Posted tagged ‘After it’s fallen’

dVerse Poets Open Link Night “After It’s Fallen”

January 3, 2012

This is an older poem about the burning ghat in Varanasi (Benares), India.   The picture above is by Diana Barco, from a book of my poetry called Going on Somewhere.    I am posting it for dVerse Poets Pub open link night as well as the Poetry Palace Poets Rally and for Victoria C. Slotto’s blog, liv2write2day (for a prompt about memory.)  All are great resources for poets and those who love poetry.

After it’s fallen

In Benares, the tenders rake the fallen feet back into the flames.
The first time we watched them, I was horrified.
How you would know that foot, I kept thinking,
your father’s soft purply big-veined foot.
My father’s feet have always seemed too small to me.
When he walks he seems to go on edge, as if they
can hardly carry him.
The toes of his shoes turn up strangely,
even after he’s had them just one week,
Something from the war, he’s always said.

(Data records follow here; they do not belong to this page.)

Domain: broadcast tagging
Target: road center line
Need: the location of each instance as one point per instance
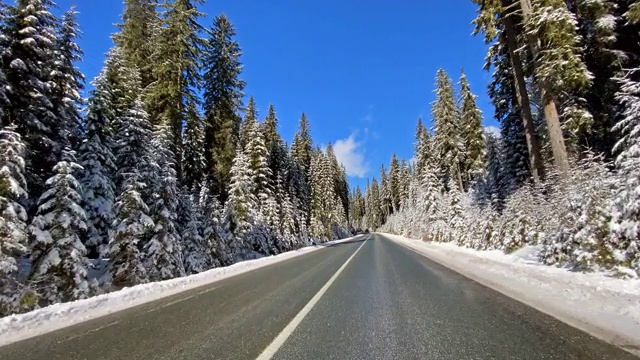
(275, 345)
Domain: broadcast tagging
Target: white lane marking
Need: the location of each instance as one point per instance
(88, 332)
(206, 291)
(169, 304)
(275, 345)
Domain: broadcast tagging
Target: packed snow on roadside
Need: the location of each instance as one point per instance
(57, 316)
(604, 306)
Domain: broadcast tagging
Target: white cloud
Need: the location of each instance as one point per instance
(493, 130)
(350, 153)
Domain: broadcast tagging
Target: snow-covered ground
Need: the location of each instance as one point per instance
(57, 316)
(608, 308)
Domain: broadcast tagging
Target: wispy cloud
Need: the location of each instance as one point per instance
(493, 130)
(368, 118)
(350, 153)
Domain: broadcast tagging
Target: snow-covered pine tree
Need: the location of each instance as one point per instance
(472, 133)
(176, 57)
(193, 153)
(140, 24)
(247, 124)
(98, 163)
(555, 45)
(222, 101)
(258, 155)
(68, 80)
(240, 208)
(394, 182)
(131, 226)
(196, 253)
(597, 25)
(13, 217)
(28, 60)
(163, 252)
(625, 211)
(59, 262)
(302, 145)
(213, 233)
(447, 141)
(386, 202)
(133, 151)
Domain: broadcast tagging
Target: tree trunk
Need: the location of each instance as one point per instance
(554, 128)
(535, 155)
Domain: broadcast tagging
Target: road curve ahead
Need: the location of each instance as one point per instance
(369, 299)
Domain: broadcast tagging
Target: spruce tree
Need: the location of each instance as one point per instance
(176, 59)
(197, 256)
(13, 217)
(29, 60)
(256, 152)
(472, 132)
(163, 252)
(447, 141)
(133, 151)
(241, 206)
(625, 208)
(222, 102)
(139, 28)
(59, 262)
(68, 80)
(98, 163)
(246, 126)
(131, 226)
(193, 156)
(302, 145)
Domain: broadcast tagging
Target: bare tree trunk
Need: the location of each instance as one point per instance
(535, 155)
(554, 128)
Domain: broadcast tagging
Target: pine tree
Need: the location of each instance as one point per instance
(13, 217)
(626, 203)
(302, 145)
(500, 23)
(240, 208)
(270, 129)
(256, 152)
(140, 24)
(222, 101)
(246, 127)
(197, 257)
(29, 61)
(553, 41)
(68, 80)
(59, 263)
(472, 132)
(163, 252)
(133, 153)
(448, 144)
(97, 160)
(131, 225)
(597, 28)
(422, 146)
(394, 183)
(176, 58)
(193, 157)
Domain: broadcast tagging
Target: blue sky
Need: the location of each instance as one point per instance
(362, 71)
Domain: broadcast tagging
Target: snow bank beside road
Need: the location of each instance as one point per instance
(21, 326)
(605, 307)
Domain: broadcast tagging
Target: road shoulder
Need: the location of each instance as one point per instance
(576, 304)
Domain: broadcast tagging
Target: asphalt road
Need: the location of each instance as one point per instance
(387, 302)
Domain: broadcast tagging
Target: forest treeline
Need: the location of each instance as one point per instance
(162, 171)
(563, 173)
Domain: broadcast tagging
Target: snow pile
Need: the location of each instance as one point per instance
(57, 316)
(606, 307)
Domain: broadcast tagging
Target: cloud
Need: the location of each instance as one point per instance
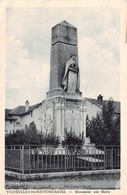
(25, 78)
(99, 70)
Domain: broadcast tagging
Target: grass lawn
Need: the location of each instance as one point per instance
(100, 181)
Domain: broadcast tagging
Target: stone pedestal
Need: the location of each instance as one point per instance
(64, 113)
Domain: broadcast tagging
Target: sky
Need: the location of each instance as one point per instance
(28, 45)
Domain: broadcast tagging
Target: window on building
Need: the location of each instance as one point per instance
(31, 113)
(17, 123)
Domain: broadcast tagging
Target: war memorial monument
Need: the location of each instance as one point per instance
(64, 107)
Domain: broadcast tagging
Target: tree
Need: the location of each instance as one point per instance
(104, 129)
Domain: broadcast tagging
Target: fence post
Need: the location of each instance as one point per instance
(29, 160)
(22, 158)
(65, 158)
(104, 158)
(111, 158)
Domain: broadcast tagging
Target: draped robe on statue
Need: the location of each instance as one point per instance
(71, 77)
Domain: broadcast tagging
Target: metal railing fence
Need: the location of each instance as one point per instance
(41, 159)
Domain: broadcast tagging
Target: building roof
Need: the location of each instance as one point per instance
(116, 104)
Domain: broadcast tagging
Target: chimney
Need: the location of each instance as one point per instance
(26, 106)
(100, 99)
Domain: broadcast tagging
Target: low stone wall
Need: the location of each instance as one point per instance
(58, 174)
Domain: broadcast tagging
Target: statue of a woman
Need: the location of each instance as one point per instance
(71, 76)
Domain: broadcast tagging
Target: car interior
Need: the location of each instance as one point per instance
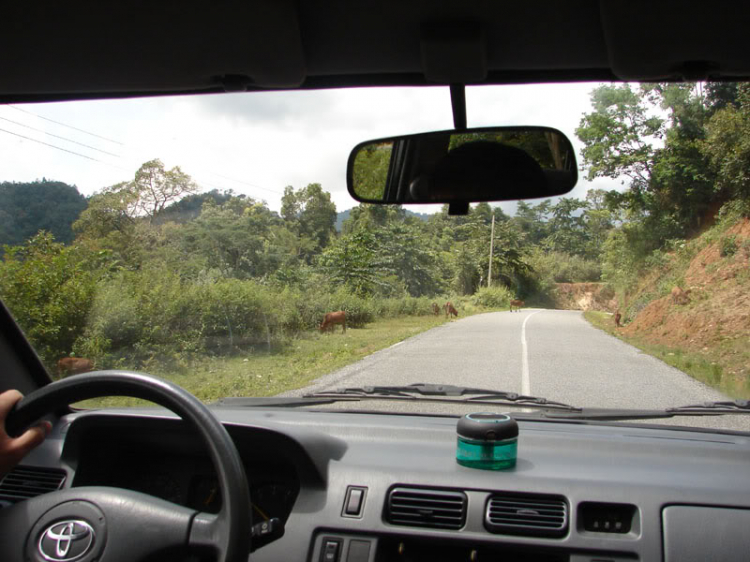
(189, 481)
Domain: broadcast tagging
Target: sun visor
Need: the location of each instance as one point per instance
(454, 53)
(142, 46)
(672, 39)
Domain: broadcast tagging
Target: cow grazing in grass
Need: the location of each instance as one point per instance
(450, 310)
(680, 296)
(74, 365)
(333, 318)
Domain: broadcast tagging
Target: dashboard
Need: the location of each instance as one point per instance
(355, 487)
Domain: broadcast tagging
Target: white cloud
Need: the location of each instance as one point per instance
(258, 143)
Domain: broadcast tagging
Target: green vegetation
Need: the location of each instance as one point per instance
(150, 274)
(27, 208)
(705, 367)
(267, 374)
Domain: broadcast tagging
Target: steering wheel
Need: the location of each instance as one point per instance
(104, 524)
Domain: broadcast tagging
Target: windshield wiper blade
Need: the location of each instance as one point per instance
(713, 408)
(719, 408)
(442, 393)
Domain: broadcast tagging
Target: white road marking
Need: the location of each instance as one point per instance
(525, 383)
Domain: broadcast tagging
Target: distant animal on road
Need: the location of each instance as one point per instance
(333, 318)
(450, 310)
(74, 366)
(680, 296)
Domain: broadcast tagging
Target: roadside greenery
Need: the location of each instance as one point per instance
(151, 273)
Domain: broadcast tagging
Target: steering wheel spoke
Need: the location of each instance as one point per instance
(104, 524)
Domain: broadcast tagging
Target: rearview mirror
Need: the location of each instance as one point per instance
(489, 164)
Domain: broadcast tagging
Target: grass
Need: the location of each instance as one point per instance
(705, 367)
(299, 363)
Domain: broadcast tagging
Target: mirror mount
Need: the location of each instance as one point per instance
(458, 103)
(458, 209)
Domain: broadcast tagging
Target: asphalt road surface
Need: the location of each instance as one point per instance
(550, 353)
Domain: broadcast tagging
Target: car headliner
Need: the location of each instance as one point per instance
(83, 49)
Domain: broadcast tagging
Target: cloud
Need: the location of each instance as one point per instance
(257, 143)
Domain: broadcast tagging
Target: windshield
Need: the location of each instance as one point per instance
(211, 240)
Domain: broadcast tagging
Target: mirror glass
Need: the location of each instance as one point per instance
(489, 164)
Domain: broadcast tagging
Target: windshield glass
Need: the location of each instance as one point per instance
(211, 240)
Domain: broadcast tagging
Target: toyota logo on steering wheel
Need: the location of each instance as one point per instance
(66, 541)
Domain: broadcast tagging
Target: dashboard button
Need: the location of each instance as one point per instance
(355, 499)
(330, 551)
(359, 551)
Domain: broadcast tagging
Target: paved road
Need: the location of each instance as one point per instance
(550, 353)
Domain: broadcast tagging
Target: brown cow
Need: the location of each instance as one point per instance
(333, 318)
(74, 365)
(450, 310)
(679, 296)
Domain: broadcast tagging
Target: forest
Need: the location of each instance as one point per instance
(155, 269)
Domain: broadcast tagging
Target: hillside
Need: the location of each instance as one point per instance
(713, 320)
(344, 215)
(584, 296)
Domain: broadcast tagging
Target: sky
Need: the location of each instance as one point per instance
(258, 143)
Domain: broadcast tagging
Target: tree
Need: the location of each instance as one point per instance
(310, 214)
(190, 207)
(156, 187)
(27, 208)
(618, 135)
(49, 288)
(567, 231)
(352, 261)
(234, 238)
(727, 146)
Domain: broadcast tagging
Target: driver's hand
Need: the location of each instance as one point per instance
(13, 450)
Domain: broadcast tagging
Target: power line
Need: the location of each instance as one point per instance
(59, 148)
(255, 186)
(59, 137)
(64, 125)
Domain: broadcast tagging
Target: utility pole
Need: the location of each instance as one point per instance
(492, 244)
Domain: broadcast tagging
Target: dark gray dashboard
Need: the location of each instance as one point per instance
(658, 476)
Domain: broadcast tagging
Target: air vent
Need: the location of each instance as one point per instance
(417, 507)
(27, 482)
(516, 514)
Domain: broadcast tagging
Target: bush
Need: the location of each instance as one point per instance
(493, 297)
(728, 246)
(49, 289)
(559, 267)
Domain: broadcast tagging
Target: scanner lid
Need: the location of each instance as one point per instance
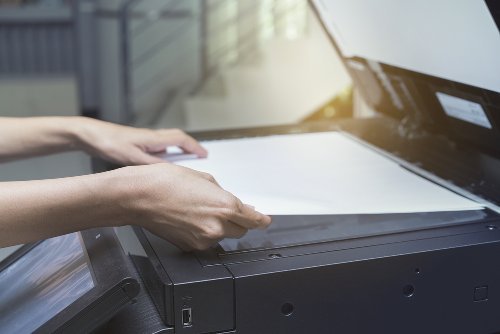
(433, 63)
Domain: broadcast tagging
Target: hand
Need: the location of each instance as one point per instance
(131, 146)
(187, 207)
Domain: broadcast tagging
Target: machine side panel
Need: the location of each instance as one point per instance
(447, 290)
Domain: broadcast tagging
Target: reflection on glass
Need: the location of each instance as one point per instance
(299, 230)
(42, 283)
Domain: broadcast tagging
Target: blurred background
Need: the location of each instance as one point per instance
(191, 64)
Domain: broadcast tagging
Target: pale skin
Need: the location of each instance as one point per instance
(184, 206)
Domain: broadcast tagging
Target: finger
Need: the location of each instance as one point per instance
(249, 218)
(190, 145)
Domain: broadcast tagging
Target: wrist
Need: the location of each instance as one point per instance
(125, 194)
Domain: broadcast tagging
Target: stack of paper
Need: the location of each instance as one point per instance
(320, 173)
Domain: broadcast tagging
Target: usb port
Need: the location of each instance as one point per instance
(187, 317)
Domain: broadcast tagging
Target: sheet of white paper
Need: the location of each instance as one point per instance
(320, 173)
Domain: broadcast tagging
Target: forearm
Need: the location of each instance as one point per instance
(33, 136)
(34, 210)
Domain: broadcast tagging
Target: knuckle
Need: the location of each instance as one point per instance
(213, 232)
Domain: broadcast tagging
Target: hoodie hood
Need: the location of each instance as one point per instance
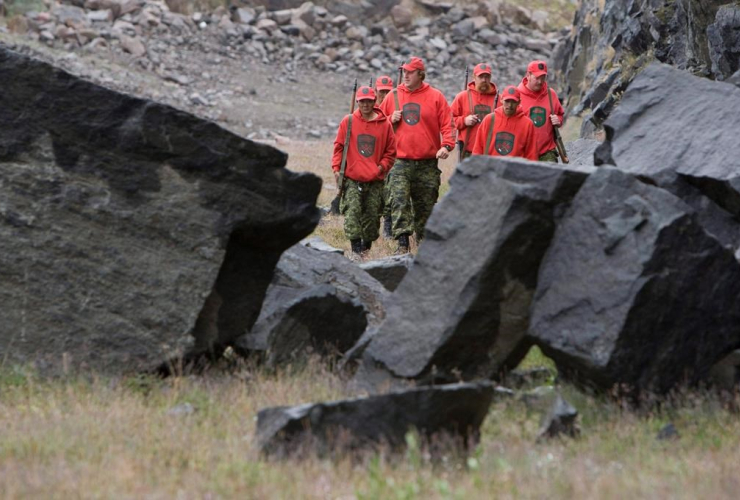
(492, 90)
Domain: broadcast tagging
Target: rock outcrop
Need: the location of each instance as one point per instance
(463, 308)
(633, 293)
(131, 232)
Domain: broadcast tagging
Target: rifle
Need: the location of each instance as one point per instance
(460, 143)
(562, 153)
(340, 184)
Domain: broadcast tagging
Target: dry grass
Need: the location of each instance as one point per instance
(114, 438)
(98, 437)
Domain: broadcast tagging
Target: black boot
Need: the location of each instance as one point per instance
(403, 244)
(387, 227)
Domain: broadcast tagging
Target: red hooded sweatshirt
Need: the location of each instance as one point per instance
(426, 115)
(371, 143)
(512, 136)
(483, 104)
(537, 106)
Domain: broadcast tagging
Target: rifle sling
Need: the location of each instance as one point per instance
(489, 135)
(343, 166)
(470, 111)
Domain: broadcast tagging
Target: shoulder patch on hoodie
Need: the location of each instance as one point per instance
(366, 145)
(504, 143)
(538, 115)
(411, 113)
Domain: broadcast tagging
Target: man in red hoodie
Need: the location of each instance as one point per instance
(543, 107)
(473, 104)
(370, 154)
(507, 131)
(423, 124)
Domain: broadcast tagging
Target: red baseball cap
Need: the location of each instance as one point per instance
(510, 93)
(482, 69)
(365, 92)
(384, 83)
(413, 64)
(537, 68)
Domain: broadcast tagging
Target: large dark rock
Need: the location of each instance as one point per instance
(443, 412)
(316, 298)
(633, 292)
(120, 217)
(613, 40)
(646, 136)
(724, 41)
(463, 308)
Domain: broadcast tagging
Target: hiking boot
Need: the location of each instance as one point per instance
(403, 244)
(387, 228)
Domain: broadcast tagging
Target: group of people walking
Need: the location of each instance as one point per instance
(386, 152)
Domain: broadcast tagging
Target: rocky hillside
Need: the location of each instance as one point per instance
(210, 59)
(613, 39)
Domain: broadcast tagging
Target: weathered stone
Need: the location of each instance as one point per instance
(402, 16)
(118, 215)
(133, 46)
(650, 144)
(314, 297)
(483, 245)
(389, 270)
(724, 41)
(449, 412)
(633, 293)
(560, 420)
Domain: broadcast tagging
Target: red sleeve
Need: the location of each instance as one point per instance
(480, 136)
(445, 122)
(458, 111)
(336, 159)
(530, 145)
(390, 150)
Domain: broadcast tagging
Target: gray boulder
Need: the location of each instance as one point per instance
(316, 299)
(389, 270)
(119, 217)
(647, 137)
(453, 412)
(633, 293)
(723, 37)
(462, 310)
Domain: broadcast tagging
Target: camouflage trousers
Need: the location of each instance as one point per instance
(414, 189)
(551, 156)
(361, 206)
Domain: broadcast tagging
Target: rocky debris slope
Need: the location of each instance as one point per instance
(131, 232)
(614, 39)
(195, 53)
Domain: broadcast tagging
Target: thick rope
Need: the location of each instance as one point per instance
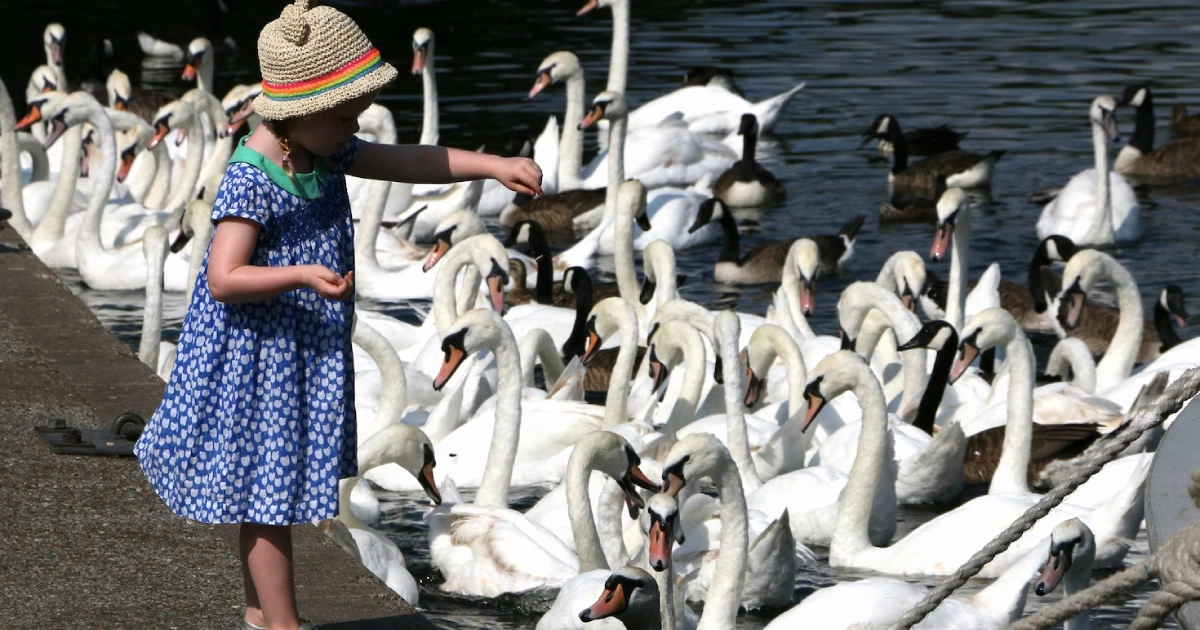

In Benares, the feet are the last parts to be burned.
They overhang the pyre and simply
wait there, smoking slowly
until the shins are completely charred.
Their full flesh too heavy for the burned legs,
they fall, eventually, to the ground.
They never fall together, but one first, pointing randomly,
the other still flexed in the air.

When one of the tenders notices, he
pushes the fallen foot back into the flames.
He uses two long poles, the
green bamboos of the bier.
Sometimes he has to lever the foot
to reach the flames again, crossing the poles
like huge chopsticks.

They have dark feet in Benares,
darker than my father’s would be,
smooth and brown.
I couldn’t stop looking at them, thinking how you would know
that foot on the ground there, that foot.